The test section of the flowloop has a unique geometry to mimic subsea jumpers, with three low points and two high points standing 13′ 2″ tall. The test section is fitted with twelve pressure and temperature sensors spread regularly, a MEG sensor, a valve to simulate the wellhead choke, and a viewing window. In each test, the jumper low points were loaded with aqueous solutions of MEG (0 to 30 wt%) and pressurized with domestic Perth natural gas at a pressure of 1200 psig and pipeline temperature ranging from 41°F to 25.8°F (+5 to -4°C).
The extent of hydrate restrictions or blockages was evaluated through the dynamic pressure drop behavior observed throughout the flowloop.
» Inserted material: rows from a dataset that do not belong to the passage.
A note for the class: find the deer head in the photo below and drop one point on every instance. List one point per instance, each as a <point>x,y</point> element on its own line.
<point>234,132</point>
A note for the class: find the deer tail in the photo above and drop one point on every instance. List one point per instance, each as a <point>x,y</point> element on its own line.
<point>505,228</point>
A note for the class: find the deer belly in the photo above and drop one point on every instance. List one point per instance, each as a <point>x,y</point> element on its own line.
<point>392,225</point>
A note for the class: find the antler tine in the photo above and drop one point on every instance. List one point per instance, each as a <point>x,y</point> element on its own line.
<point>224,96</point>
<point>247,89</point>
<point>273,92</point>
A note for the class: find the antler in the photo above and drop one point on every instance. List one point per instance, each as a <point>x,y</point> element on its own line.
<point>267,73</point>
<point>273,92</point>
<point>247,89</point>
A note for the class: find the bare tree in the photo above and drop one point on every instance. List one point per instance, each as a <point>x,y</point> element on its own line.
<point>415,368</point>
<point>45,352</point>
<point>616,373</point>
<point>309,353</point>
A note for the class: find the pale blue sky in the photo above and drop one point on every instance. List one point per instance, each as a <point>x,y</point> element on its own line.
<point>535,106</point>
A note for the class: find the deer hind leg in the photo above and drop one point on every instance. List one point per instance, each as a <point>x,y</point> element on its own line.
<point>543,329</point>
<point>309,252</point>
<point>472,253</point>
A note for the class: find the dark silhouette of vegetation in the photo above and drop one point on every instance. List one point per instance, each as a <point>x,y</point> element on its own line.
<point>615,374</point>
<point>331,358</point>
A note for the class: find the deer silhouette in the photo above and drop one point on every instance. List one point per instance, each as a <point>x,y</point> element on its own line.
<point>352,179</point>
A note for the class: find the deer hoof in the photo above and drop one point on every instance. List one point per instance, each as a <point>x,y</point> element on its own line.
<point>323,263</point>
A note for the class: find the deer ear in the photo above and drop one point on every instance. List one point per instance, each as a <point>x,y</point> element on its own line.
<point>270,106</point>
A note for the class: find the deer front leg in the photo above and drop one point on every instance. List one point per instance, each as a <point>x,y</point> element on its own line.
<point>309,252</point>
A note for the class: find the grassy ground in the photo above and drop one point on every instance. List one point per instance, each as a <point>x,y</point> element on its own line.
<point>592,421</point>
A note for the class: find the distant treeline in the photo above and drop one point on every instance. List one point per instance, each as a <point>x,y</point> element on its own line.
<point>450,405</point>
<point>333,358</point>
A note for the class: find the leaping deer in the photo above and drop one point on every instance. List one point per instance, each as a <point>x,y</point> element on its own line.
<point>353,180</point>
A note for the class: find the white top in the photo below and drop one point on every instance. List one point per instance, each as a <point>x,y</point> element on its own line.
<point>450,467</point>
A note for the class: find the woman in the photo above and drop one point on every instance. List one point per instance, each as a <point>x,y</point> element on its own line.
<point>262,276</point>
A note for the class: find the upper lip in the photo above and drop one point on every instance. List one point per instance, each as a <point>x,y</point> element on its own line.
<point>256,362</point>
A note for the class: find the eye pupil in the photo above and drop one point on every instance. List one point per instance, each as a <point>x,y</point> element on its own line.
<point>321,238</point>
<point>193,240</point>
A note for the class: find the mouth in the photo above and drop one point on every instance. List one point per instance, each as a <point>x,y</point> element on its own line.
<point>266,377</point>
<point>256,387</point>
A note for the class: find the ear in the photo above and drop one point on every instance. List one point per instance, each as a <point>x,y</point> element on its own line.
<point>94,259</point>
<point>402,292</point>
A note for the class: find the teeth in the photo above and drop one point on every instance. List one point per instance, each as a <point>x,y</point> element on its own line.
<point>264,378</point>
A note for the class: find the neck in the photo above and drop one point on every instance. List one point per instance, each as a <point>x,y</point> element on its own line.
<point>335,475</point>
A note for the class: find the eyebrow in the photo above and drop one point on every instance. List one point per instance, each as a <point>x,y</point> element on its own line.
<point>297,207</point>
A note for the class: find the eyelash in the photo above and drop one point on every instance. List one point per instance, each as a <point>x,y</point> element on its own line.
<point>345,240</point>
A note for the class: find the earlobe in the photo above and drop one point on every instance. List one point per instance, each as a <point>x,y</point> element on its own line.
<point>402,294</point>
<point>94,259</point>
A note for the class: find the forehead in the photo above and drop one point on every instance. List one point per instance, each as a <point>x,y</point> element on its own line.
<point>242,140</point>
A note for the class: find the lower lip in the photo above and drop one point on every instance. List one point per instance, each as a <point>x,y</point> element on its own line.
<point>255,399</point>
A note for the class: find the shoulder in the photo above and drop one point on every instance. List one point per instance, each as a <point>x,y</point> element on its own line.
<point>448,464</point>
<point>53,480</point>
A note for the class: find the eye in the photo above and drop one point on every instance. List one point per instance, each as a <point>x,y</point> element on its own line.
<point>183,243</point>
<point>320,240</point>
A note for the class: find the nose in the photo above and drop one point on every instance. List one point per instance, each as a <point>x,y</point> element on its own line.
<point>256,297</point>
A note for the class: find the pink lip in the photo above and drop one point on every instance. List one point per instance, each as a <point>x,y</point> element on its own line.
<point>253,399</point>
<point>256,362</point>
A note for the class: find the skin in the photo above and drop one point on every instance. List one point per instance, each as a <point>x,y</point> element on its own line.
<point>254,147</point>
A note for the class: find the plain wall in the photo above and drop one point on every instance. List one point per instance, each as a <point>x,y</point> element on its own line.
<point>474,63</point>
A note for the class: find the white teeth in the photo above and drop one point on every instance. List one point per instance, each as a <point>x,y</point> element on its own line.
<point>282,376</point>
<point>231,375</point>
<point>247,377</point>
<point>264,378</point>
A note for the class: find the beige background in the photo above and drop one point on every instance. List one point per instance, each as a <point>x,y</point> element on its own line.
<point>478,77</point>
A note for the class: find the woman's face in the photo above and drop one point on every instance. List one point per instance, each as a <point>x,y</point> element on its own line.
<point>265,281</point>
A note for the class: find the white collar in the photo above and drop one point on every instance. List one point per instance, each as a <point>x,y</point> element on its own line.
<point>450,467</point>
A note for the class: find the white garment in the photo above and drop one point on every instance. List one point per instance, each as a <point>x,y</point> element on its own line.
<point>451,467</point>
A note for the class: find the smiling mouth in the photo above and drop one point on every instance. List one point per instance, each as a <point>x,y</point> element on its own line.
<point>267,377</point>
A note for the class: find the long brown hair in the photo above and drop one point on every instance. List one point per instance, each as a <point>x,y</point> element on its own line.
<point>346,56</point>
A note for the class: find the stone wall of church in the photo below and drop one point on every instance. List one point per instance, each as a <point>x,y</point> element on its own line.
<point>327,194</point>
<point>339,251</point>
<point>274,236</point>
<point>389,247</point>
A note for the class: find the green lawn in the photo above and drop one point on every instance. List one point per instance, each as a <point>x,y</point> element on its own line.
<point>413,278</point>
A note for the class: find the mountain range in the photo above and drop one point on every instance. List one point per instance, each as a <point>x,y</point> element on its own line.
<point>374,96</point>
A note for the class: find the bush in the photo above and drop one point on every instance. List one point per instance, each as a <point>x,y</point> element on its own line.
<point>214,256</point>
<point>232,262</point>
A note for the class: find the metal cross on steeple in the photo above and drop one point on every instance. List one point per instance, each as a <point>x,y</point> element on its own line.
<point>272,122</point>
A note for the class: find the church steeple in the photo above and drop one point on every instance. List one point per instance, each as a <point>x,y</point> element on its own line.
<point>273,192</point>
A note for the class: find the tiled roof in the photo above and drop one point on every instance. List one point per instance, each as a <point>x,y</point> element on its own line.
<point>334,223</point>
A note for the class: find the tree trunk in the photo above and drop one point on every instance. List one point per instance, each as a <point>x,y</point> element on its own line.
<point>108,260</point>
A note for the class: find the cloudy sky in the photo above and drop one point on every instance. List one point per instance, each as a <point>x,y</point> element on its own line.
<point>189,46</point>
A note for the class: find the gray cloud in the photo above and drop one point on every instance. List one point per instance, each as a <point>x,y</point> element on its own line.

A closer assessment of the pressure drop trace during gas restart suggests that the severity of the hydrate restriction decreases as the MEG content is increased above 10 wt%. Further, our preliminary experimental results illustrate that severe hydrate deposition in the jumper could be completely avoided by injecting MEG at concentrations above 20 wt%. This corresponds to an approximately 50% reduction in MEG content, where ≈38 wt% MEG dosage was required for complete thermodynamic hydrate inhibition at the pressure and temperature conditions used in this trial.
Our unique flowloop facility offers new insight toward hydrate formation in complex subsea jumper-like geometries. Our findings may assist operators in controlling the extent of hydrate formation and deposition in jumper geometries, by optimizing the MEG injection and subsequently supporting lower-CAPEX tieback development concepts.